36 Sin embargo —y valga la nota como «coda» de una conclusión que no parece querer acabar—, si tenemos presente que en los libros de Foucault resuenan ecos de los martillazos del filósofo del devenir y de las genealogías, cabría decir con Nietzsche que sería precisamente la filosofía clásica la que ha ejercido sobre el hombre occidental los efectos de una seducción perversa. La seducción de la trascendencia metafísico-ontológica que garantiza para sus discursos la universalidad de la verdad y en que el bien moral y los valores encuentran el puerto seguro de lo absoluto de su validez; de esta manera, las acciones humanas evitarían el incierto quedar al garete de la contingencia del devenir de la existencia y, a la vez, paliarían la desazón, el sufrimiento y la angustia que le significa al hombre la caducidad de su tránsito por la tierra y la precariedad de sus obras y acciones.
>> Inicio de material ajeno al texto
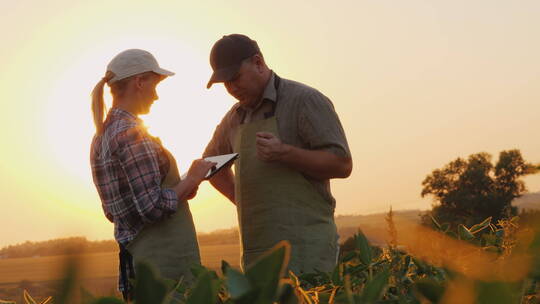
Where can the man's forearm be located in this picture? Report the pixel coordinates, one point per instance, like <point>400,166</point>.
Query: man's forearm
<point>223,181</point>
<point>316,163</point>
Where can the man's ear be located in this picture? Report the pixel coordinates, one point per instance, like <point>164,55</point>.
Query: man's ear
<point>258,60</point>
<point>138,81</point>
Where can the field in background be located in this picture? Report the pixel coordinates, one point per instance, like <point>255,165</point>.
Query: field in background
<point>40,275</point>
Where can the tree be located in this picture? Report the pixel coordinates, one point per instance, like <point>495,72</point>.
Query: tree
<point>468,191</point>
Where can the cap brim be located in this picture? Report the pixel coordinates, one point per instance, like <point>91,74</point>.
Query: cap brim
<point>223,75</point>
<point>163,72</point>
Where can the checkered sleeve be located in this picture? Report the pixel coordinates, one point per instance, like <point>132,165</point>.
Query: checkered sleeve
<point>138,157</point>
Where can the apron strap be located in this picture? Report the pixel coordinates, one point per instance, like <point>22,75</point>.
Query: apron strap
<point>277,81</point>
<point>127,272</point>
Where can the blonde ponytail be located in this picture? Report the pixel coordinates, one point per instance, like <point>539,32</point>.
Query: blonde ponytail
<point>98,103</point>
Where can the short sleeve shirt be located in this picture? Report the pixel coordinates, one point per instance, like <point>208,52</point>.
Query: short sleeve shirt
<point>305,119</point>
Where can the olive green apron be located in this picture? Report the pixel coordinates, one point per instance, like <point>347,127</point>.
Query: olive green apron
<point>277,203</point>
<point>170,245</point>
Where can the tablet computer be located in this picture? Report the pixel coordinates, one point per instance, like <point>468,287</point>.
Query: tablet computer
<point>222,162</point>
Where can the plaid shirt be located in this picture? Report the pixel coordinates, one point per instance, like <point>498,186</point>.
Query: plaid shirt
<point>128,166</point>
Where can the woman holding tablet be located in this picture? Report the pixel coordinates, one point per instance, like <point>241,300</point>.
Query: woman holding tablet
<point>137,178</point>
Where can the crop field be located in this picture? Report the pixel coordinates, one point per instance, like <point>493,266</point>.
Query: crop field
<point>98,271</point>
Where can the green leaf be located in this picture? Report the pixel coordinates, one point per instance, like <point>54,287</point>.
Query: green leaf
<point>46,301</point>
<point>86,296</point>
<point>337,279</point>
<point>27,298</point>
<point>224,266</point>
<point>497,293</point>
<point>265,274</point>
<point>362,244</point>
<point>374,288</point>
<point>430,289</point>
<point>464,233</point>
<point>148,288</point>
<point>237,284</point>
<point>197,270</point>
<point>205,291</point>
<point>287,295</point>
<point>435,223</point>
<point>108,300</point>
<point>479,227</point>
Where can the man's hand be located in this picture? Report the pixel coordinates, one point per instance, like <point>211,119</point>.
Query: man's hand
<point>269,147</point>
<point>193,193</point>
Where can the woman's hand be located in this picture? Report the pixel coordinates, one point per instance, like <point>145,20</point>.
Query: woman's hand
<point>198,170</point>
<point>187,188</point>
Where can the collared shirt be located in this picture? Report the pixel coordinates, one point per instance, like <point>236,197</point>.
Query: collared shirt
<point>128,166</point>
<point>305,119</point>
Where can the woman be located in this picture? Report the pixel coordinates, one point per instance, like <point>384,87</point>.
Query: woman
<point>137,178</point>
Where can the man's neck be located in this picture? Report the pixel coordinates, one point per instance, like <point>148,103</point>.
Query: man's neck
<point>265,80</point>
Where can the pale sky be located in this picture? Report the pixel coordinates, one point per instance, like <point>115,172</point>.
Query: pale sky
<point>416,84</point>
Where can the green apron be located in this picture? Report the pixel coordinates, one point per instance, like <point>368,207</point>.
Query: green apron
<point>170,245</point>
<point>277,203</point>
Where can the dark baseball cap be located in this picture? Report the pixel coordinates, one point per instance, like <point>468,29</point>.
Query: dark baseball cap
<point>227,55</point>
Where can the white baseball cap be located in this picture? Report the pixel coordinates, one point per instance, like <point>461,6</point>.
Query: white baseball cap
<point>132,62</point>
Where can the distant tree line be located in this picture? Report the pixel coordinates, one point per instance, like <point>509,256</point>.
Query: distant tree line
<point>72,245</point>
<point>80,245</point>
<point>467,191</point>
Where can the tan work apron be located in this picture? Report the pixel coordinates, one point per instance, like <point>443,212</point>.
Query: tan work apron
<point>170,245</point>
<point>277,203</point>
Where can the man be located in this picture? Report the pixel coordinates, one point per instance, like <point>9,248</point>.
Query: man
<point>291,143</point>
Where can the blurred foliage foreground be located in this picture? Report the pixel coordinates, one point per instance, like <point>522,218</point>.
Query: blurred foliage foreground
<point>485,263</point>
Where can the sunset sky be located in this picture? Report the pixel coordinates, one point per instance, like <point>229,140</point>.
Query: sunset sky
<point>416,84</point>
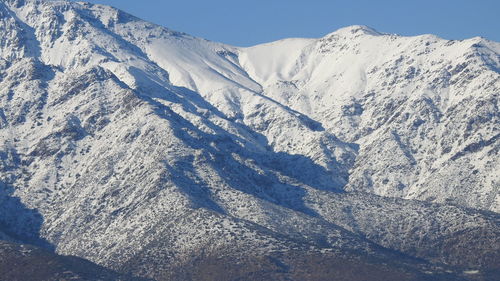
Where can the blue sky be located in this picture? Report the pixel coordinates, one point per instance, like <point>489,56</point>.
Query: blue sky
<point>246,23</point>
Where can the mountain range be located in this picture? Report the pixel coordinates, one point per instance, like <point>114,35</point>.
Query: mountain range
<point>129,150</point>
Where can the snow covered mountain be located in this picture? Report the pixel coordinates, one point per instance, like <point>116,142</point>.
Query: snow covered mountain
<point>158,154</point>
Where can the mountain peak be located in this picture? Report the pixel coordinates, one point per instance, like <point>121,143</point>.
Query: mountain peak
<point>356,30</point>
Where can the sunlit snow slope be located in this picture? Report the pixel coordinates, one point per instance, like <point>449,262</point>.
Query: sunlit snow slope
<point>166,156</point>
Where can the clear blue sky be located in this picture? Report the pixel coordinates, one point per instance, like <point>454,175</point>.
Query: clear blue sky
<point>246,23</point>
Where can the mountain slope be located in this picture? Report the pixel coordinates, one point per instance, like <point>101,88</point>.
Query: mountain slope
<point>155,153</point>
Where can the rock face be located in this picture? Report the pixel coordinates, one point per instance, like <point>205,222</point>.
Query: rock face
<point>165,156</point>
<point>28,263</point>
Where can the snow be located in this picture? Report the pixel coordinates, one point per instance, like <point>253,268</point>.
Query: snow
<point>130,140</point>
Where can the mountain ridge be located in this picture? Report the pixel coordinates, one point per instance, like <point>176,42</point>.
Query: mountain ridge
<point>139,148</point>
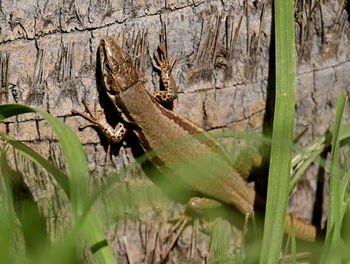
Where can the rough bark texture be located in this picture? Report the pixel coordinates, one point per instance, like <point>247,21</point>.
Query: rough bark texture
<point>224,73</point>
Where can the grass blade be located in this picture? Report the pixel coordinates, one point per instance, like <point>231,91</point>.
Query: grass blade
<point>335,216</point>
<point>282,135</point>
Pero junto con ejercer la trascendencia de la metafísica los efectos de una seducción hacia lo eterno, lo universal y lo absoluto en el hombre, encontrando en ella una respuesta y un ámbito en que reali-zar teóricamente su deseo de eternidad, y precisamente en tanto que de ese modo lo realiza, a la vez devalúa y margina los intentos de reflexión sobre la contingencia, finitud y materialidad de su vida corpórea y terrenal. De este modo es entonces la realidad histórica del hombre, de sus necesidades y deseos, pasiones y pensamientos que recorren y constituyen su cuerpo, lo que queda transformado, trastocado, descentrado, vertido hacia fuera de él, hacia toda esa otra región trascendental que lo juzga desde una verdad siempre inalcanzable e incumplible debido a la precariedad y caducidad de su existencia, de modo tal que su cuerpo y la tierra en que habita quedan metafísicamente perver-tidos. Es decir, aquejados por una perversión que conduce al debilitamiento, a la «enfermedad», a la mansedumbre, a la prudencia y al cansancio que el hombre termina experimentando sobre sí mismo, desesperando en último término incluso de sí mismo, para acabar reconociendo su única esperanza de sobrevida sólo en el recuerdo y la imaginación del origen metafísico, que señala a la vez a su consumación en el fin de los tiempos: es la perversión del nihilismo de que habla Nietzsche (GM., I, §12). Y ese nihilismo sería el resultado de la perversa seducción que ha significado para el hombre de Occidente la filosofía y la moral clásica a través de su historia. (Con lo dicho, pareciera que la y del título de este trabajo, «Foucault y la filosofía: ¿una seducción perversa?» adquiere una movilidad de significado que permitiría invertir el orden en que aparecen los términos conjugados por ella, modificándose también las espaldas sobre las que cae el peso de esa seducción perversa. Pero hacer resonar en sus dos direcciones intercambiables el significado de esa y, seguramente con-duce de nuevo al polémico ámbito de la verdad y de la política de la verdad).

Y como en Nietzsche, para Foucault se trataría también de desmitificar el mito de lo que ha sido la filosofía y la verdad para el hombre, pero especialmente para acceder a través de esa crítica a la variante de lo que ellas han llegado a ser hoy para él, de manera que pueda enfrentar su presente sin las ambigüedades que la tradición ha hecho caer encima suyo, aquellas que señalan que el presente se develaría sólo mediante la recuperación del origen en que se anuncia a la vez la consumación del final.